The other sitemap is the one that is usually displayed in the footer which lists the pages on your website to help the visitor understand how the website is organized.
What does indexing a website mean?
What does Indexing a Website Mean?
This is rather technical, but an important question because it is search engine indexing that allows the keywords on your website pages to be found and your website to appear in a web search. In simple terms, indexing is a process used by search engine crawlers (BOTS) to read the content on your website and store the content with keywords found in their proprietary database. This is the way keywords are used to find particular pages on your site when it is searched by an end-user.

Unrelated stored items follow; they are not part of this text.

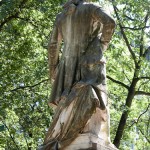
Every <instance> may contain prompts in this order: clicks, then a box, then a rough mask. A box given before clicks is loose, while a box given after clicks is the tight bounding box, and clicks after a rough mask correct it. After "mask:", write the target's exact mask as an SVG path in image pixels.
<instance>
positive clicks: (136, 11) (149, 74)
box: [0, 0, 150, 150]
mask: <svg viewBox="0 0 150 150" xmlns="http://www.w3.org/2000/svg"><path fill="white" fill-rule="evenodd" d="M100 2H101V4H105V2H104V1H100ZM62 3H64V1H63V0H62V1H61V0H55V1H54V0H1V1H0V32H1V34H0V56H1V58H0V68H1V72H0V78H1V80H0V149H2V150H4V149H6V150H16V149H25V150H26V149H33V150H34V149H36V148H37V146H38V145H40V144H42V142H43V138H44V136H45V133H46V131H47V129H48V127H49V124H50V122H51V120H52V115H53V112H52V110H51V109H50V108H49V107H48V105H47V103H48V98H49V94H50V89H51V85H50V84H49V80H48V63H47V45H48V40H49V35H50V32H51V29H52V26H53V22H54V19H55V17H56V14H58V12H60V9H61V5H62ZM105 5H106V6H108V7H109V8H111V7H112V6H113V5H114V6H115V7H114V8H116V7H117V9H116V11H117V14H118V17H119V18H118V17H117V15H116V12H114V14H113V15H114V18H115V20H116V23H117V27H116V31H115V34H114V36H113V40H112V42H111V44H110V47H109V49H108V50H107V51H106V52H105V55H106V58H107V75H108V82H107V84H108V91H109V95H108V96H109V99H110V106H111V108H110V110H111V139H112V141H113V139H114V138H115V136H116V131H117V128H118V124H119V122H120V118H121V115H122V113H127V114H128V119H127V122H126V123H125V125H126V126H125V129H124V134H123V137H122V138H121V145H120V149H121V150H128V149H133V147H134V149H135V150H140V149H144V150H148V149H149V143H150V139H149V137H150V132H149V131H150V130H149V126H150V115H149V114H150V111H149V108H150V106H149V102H150V98H149V96H150V84H149V83H150V62H149V61H147V60H146V53H147V51H148V47H149V46H150V45H149V38H150V37H149V36H150V34H149V32H150V28H149V26H150V21H149V20H148V19H149V13H150V12H149V1H148V0H143V1H140V0H128V1H125V0H116V1H115V2H114V1H113V3H112V2H111V3H109V2H107V4H105ZM105 5H104V6H105ZM146 16H147V17H146ZM122 29H123V32H122ZM123 34H125V36H126V38H127V41H128V42H127V41H126V40H125V37H124V35H123ZM129 47H130V48H131V50H132V51H130V50H129ZM135 79H138V82H137V83H136V85H135V86H134V87H133V88H131V89H134V97H133V98H132V100H131V107H130V106H128V105H126V101H127V99H128V98H127V96H128V94H129V91H130V90H129V88H130V87H131V85H132V83H133V81H134V80H135ZM118 81H119V82H118ZM129 97H130V95H129Z"/></svg>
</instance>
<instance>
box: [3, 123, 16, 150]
mask: <svg viewBox="0 0 150 150" xmlns="http://www.w3.org/2000/svg"><path fill="white" fill-rule="evenodd" d="M2 123H3V124H4V125H5V127H6V128H7V130H8V132H9V136H10V138H11V139H12V141H13V142H14V144H15V146H16V148H17V150H19V147H18V145H17V143H16V141H15V139H14V137H13V136H12V135H11V133H10V130H9V128H8V126H7V125H6V123H5V122H4V121H2Z"/></svg>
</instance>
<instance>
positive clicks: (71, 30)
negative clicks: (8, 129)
mask: <svg viewBox="0 0 150 150" xmlns="http://www.w3.org/2000/svg"><path fill="white" fill-rule="evenodd" d="M63 8H64V9H63V11H62V12H61V13H60V14H58V15H57V17H56V21H55V24H54V29H53V31H52V34H51V39H50V42H49V46H48V58H49V68H50V77H51V79H54V83H53V87H52V91H51V97H50V102H49V105H51V106H56V107H57V108H56V112H55V115H54V119H53V122H52V124H51V126H50V128H49V131H48V132H47V135H46V138H45V140H44V144H43V146H42V147H41V149H43V150H57V149H58V150H62V149H64V150H75V149H76V150H77V149H88V148H90V143H91V142H92V144H93V143H96V144H98V143H101V142H103V143H104V144H105V145H109V144H110V143H111V142H110V138H109V109H108V102H107V93H106V73H105V68H106V67H105V60H104V58H103V52H104V51H105V50H106V49H107V46H108V44H109V42H110V40H111V37H112V35H113V32H114V28H115V22H114V20H113V19H112V18H111V17H110V16H109V15H108V14H107V13H105V12H104V11H103V10H102V8H101V7H99V6H96V5H95V4H92V3H86V2H85V1H84V0H69V1H68V2H67V3H66V4H65V5H64V6H63ZM62 41H63V44H62ZM61 45H63V50H62V54H61V56H59V50H60V48H61ZM89 136H90V137H94V138H95V139H93V141H88V140H87V139H86V141H87V142H88V144H86V145H84V144H82V140H83V141H84V142H85V140H84V138H85V137H88V139H90V138H89ZM94 140H95V142H94ZM72 145H76V146H74V147H73V146H72ZM77 145H78V146H77ZM83 145H84V146H83ZM95 149H97V148H95ZM93 150H94V148H93Z"/></svg>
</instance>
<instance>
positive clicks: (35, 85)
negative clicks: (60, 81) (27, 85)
mask: <svg viewBox="0 0 150 150" xmlns="http://www.w3.org/2000/svg"><path fill="white" fill-rule="evenodd" d="M48 80H49V79H45V80H42V81H40V82H39V83H36V84H34V85H28V86H20V87H18V88H15V89H13V90H10V91H7V92H16V91H17V90H23V89H26V88H33V87H35V86H37V85H40V84H41V83H44V82H46V81H48Z"/></svg>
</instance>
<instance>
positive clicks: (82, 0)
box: [63, 0, 85, 8]
mask: <svg viewBox="0 0 150 150" xmlns="http://www.w3.org/2000/svg"><path fill="white" fill-rule="evenodd" d="M84 1H85V0H68V2H66V3H65V4H64V6H63V8H66V7H68V6H69V5H70V4H74V5H76V6H77V5H78V4H79V3H80V2H84Z"/></svg>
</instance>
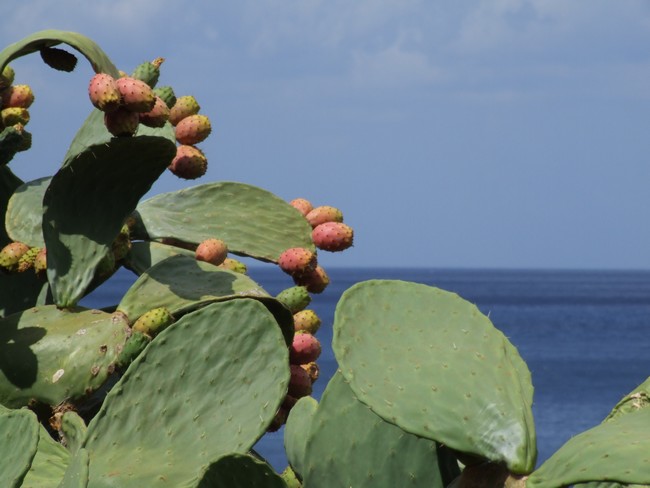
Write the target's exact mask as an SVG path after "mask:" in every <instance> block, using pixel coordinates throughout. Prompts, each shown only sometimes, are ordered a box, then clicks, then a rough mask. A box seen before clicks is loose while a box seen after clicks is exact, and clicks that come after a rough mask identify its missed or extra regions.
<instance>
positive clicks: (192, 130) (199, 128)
mask: <svg viewBox="0 0 650 488" xmlns="http://www.w3.org/2000/svg"><path fill="white" fill-rule="evenodd" d="M210 132H212V125H211V124H210V119H209V118H208V117H207V116H206V115H201V114H194V115H189V116H187V117H185V118H184V119H182V120H180V121H179V122H178V123H177V124H176V140H177V141H178V142H179V143H180V144H187V145H193V144H198V143H199V142H202V141H204V140H205V139H206V137H208V136H209V135H210Z"/></svg>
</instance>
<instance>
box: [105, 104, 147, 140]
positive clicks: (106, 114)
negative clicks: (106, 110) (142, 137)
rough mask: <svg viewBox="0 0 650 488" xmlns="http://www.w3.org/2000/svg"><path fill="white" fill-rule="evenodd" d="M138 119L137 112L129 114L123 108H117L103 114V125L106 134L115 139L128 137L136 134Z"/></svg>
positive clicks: (138, 122) (130, 112) (127, 110)
mask: <svg viewBox="0 0 650 488" xmlns="http://www.w3.org/2000/svg"><path fill="white" fill-rule="evenodd" d="M139 124H140V117H139V116H138V114H137V112H131V111H129V110H127V109H125V108H124V107H119V108H118V109H117V110H113V111H112V112H106V113H105V114H104V125H106V128H107V129H108V132H110V133H111V134H113V135H114V136H116V137H129V136H132V135H134V134H135V133H136V131H137V130H138V125H139Z"/></svg>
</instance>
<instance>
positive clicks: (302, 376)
mask: <svg viewBox="0 0 650 488" xmlns="http://www.w3.org/2000/svg"><path fill="white" fill-rule="evenodd" d="M289 368H290V369H291V377H290V379H289V390H288V392H287V393H288V394H289V396H292V397H294V398H302V397H304V396H307V395H311V391H312V387H311V378H310V377H309V373H307V371H305V370H304V369H303V368H301V367H300V366H299V365H298V364H290V365H289Z"/></svg>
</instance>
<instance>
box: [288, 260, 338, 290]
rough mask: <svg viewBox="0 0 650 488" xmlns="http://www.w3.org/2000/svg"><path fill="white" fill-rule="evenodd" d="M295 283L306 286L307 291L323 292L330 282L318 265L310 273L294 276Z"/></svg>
mask: <svg viewBox="0 0 650 488" xmlns="http://www.w3.org/2000/svg"><path fill="white" fill-rule="evenodd" d="M294 281H295V283H296V285H301V286H304V287H306V288H307V291H308V292H309V293H323V292H324V291H325V288H327V285H329V284H330V278H329V276H327V273H326V272H325V270H324V269H323V267H322V266H320V265H318V266H316V268H315V269H314V271H312V272H311V273H309V274H307V275H304V276H300V277H297V278H294Z"/></svg>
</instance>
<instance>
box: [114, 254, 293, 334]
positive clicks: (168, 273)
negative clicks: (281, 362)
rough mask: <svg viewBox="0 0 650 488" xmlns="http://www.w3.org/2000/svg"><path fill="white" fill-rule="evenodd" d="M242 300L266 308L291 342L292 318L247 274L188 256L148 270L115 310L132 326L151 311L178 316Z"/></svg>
mask: <svg viewBox="0 0 650 488" xmlns="http://www.w3.org/2000/svg"><path fill="white" fill-rule="evenodd" d="M144 297H146V298H144ZM245 297H248V298H255V299H258V300H261V301H262V302H263V303H264V304H265V305H267V307H268V308H269V310H271V311H272V312H273V314H274V315H275V316H276V318H277V319H278V324H279V325H280V327H281V329H282V331H283V334H284V335H285V336H286V337H287V341H290V340H291V338H292V337H293V317H292V316H291V314H290V313H289V312H288V311H287V310H286V309H284V307H282V306H281V305H280V304H279V303H278V302H277V301H276V300H275V299H273V298H271V296H270V295H269V294H268V293H267V292H266V291H265V290H264V289H263V288H262V287H261V286H260V285H259V284H257V283H256V282H255V281H253V280H252V279H251V278H249V277H248V276H246V275H243V274H241V273H235V272H234V271H229V270H226V269H223V268H219V267H217V266H214V265H212V264H209V263H205V262H203V261H197V260H196V259H194V258H193V257H189V256H182V255H177V256H172V257H171V258H168V259H165V260H163V261H161V262H159V263H158V264H156V265H154V266H152V267H151V268H149V269H148V270H147V271H146V272H144V273H143V274H142V275H141V276H140V277H139V278H138V279H137V280H136V282H135V283H134V284H133V285H132V286H131V288H129V290H128V291H127V292H126V294H125V295H124V297H122V301H121V302H120V304H119V305H118V307H117V309H118V310H120V311H122V312H123V313H125V314H126V315H127V316H128V317H129V320H130V322H131V323H133V322H134V321H135V320H137V319H138V317H140V316H141V315H142V314H144V313H146V312H147V311H149V310H150V309H152V308H157V307H165V308H166V309H167V310H169V312H170V313H171V314H172V315H173V316H174V317H179V316H181V315H183V314H185V313H187V312H190V311H193V310H196V309H197V308H200V307H202V306H205V305H207V304H208V303H212V302H215V301H223V300H231V299H234V298H245ZM143 298H144V299H143Z"/></svg>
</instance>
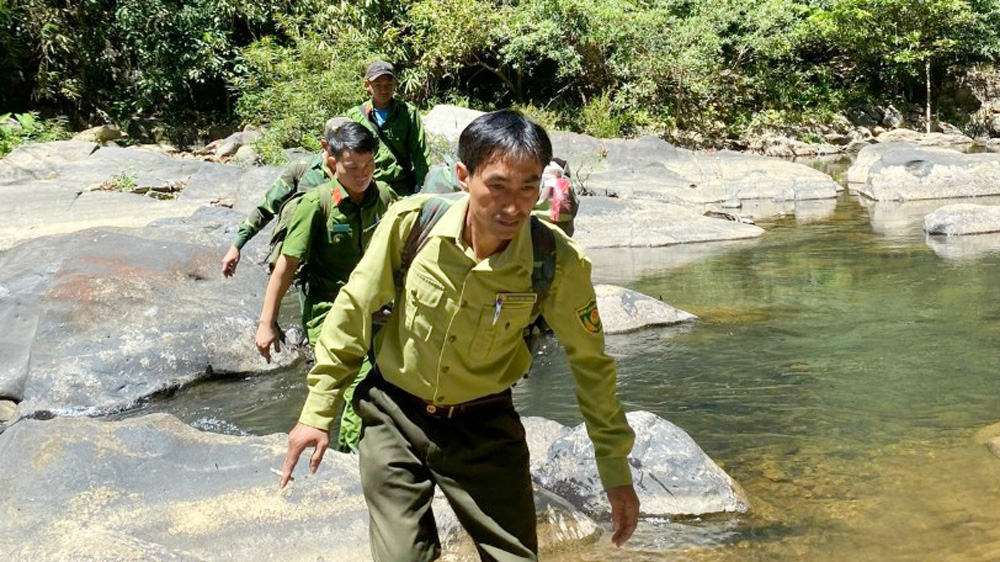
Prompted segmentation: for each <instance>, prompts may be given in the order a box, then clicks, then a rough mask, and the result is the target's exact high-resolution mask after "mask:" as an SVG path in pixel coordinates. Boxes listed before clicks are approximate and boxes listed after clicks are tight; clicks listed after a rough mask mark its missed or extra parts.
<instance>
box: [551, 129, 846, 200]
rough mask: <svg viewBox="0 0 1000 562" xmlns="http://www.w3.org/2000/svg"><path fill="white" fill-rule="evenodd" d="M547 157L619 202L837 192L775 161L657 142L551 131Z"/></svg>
mask: <svg viewBox="0 0 1000 562" xmlns="http://www.w3.org/2000/svg"><path fill="white" fill-rule="evenodd" d="M551 137H552V144H553V147H552V148H553V153H554V154H556V155H557V156H559V157H561V158H565V159H566V160H568V161H569V167H570V170H571V172H572V173H573V174H574V175H575V176H576V178H577V181H581V182H582V183H583V184H584V185H585V186H586V187H587V189H591V190H595V191H597V192H598V193H600V192H601V191H608V192H613V193H615V194H617V195H618V196H619V197H623V198H635V199H653V200H657V201H664V202H674V203H682V204H691V205H702V204H707V203H721V202H724V201H727V200H729V199H733V198H738V199H741V200H747V199H767V200H772V201H800V200H810V199H833V198H836V197H837V193H838V191H840V190H841V187H840V185H839V184H837V182H835V181H834V180H833V178H831V177H830V176H828V175H826V174H824V173H823V172H820V171H818V170H815V169H813V168H810V167H809V166H806V165H804V164H797V163H795V162H789V161H787V160H782V159H779V158H771V157H767V156H758V155H753V154H743V153H739V152H733V151H728V150H722V151H717V152H695V151H691V150H686V149H683V148H677V147H675V146H673V145H671V144H670V143H668V142H666V141H664V140H662V139H660V138H657V137H651V136H647V137H642V138H638V139H597V138H594V137H589V136H586V135H579V134H576V133H567V132H562V131H553V132H552V133H551Z"/></svg>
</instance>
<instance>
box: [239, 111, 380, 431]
mask: <svg viewBox="0 0 1000 562" xmlns="http://www.w3.org/2000/svg"><path fill="white" fill-rule="evenodd" d="M323 147H324V154H325V155H328V157H327V159H326V161H325V162H323V165H324V167H325V169H326V170H328V171H330V172H332V175H333V179H332V180H331V181H328V182H326V183H324V184H323V185H320V186H318V187H316V188H315V189H312V190H310V191H309V192H307V193H306V194H305V195H303V196H302V199H301V200H299V202H298V204H297V206H296V207H295V214H294V215H293V216H292V220H291V222H290V223H289V225H288V234H287V236H286V237H285V239H284V241H283V242H282V243H281V252H280V255H279V256H278V259H277V261H276V262H275V264H274V271H273V272H272V273H271V278H270V279H269V281H268V283H267V289H266V291H265V294H264V305H263V307H262V310H261V314H260V323H259V324H258V326H257V334H256V336H255V338H254V341H255V344H256V345H257V349H258V351H259V352H260V354H261V355H263V356H264V358H266V359H267V360H268V361H270V358H271V348H272V347H273V348H274V351H280V350H281V343H280V335H279V331H278V329H277V319H278V310H279V308H280V305H281V299H282V298H283V297H284V296H285V293H286V292H287V291H288V287H289V286H290V285H291V283H292V280H293V279H294V278H295V276H296V273H298V274H299V275H300V277H301V280H302V284H303V287H302V292H303V305H302V324H303V326H304V327H305V329H306V332H307V334H308V335H309V344H310V346H315V344H316V341H317V339H318V338H319V334H320V329H321V328H322V327H323V321H324V320H325V319H326V314H327V312H329V310H330V307H331V306H332V304H333V300H334V299H335V298H336V296H337V293H339V292H340V288H341V287H343V286H344V284H345V283H347V279H348V277H350V275H351V272H352V271H353V270H354V267H355V266H356V265H357V264H358V261H359V260H360V259H361V256H362V254H363V253H364V251H365V249H366V248H367V247H368V243H369V241H370V240H371V236H372V233H373V232H374V231H375V227H376V226H377V225H378V223H379V221H380V220H381V218H382V217H383V216H384V215H385V213H386V211H387V210H388V208H389V205H390V204H391V203H392V201H394V200H395V198H396V197H395V194H394V193H393V192H392V190H390V189H389V187H388V186H386V185H385V184H383V183H380V182H375V181H373V180H372V174H373V173H374V171H375V161H374V152H375V147H376V143H375V139H374V137H372V135H371V133H370V132H369V131H368V130H367V129H365V128H364V127H362V126H361V125H358V124H357V123H347V124H346V125H342V126H340V127H338V128H337V129H336V130H334V131H332V132H328V133H327V136H326V139H325V140H324V144H323ZM300 265H301V268H300V267H299V266H300ZM370 369H371V362H370V361H368V360H365V361H364V364H363V366H362V368H361V370H360V372H359V374H358V376H357V377H356V378H355V380H354V384H352V385H350V389H349V390H348V393H352V392H353V388H354V386H355V385H356V384H357V382H359V381H361V380H362V379H364V377H365V375H366V374H367V373H368V371H369V370H370ZM340 424H341V425H340V433H339V440H338V445H339V448H340V449H341V450H356V449H357V443H358V437H359V435H360V430H361V420H360V419H359V418H358V417H357V415H356V414H355V413H354V411H353V410H352V409H351V408H350V402H347V406H346V407H345V408H344V414H343V416H342V417H341V422H340Z"/></svg>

Depending on the meta tag you use (Index or Noindex), Google will crawl and index your pages. A noindexed tag tells Google you don’t think the page is important and not to index the page. On the other hand, if the meta tag you use is index then that signals the search engine that the page is important and it will automatically be indexed (stored in the search engine’s database). Many search engines, such as Google, Bing, Yahoo, etc., are continuously visiting (crawling) webpages and compiling keywords to include in a database (index). The index maps keywords to pages for easier data retrieval when someone is searching the web.
Here is an example: When you search for “Marketing Agencies Near Me” you get a Search Engine Results Page (SERP) that looks like this.
The Noindex concept is important because you can eliminate pages from the search engine index that you know are not important or have little or no value in getting leads for your business. Some examples of low value pages might be Landing pages related to ads, Privacy Policy page, a Price List page, an Employment page, a Donate page, etc.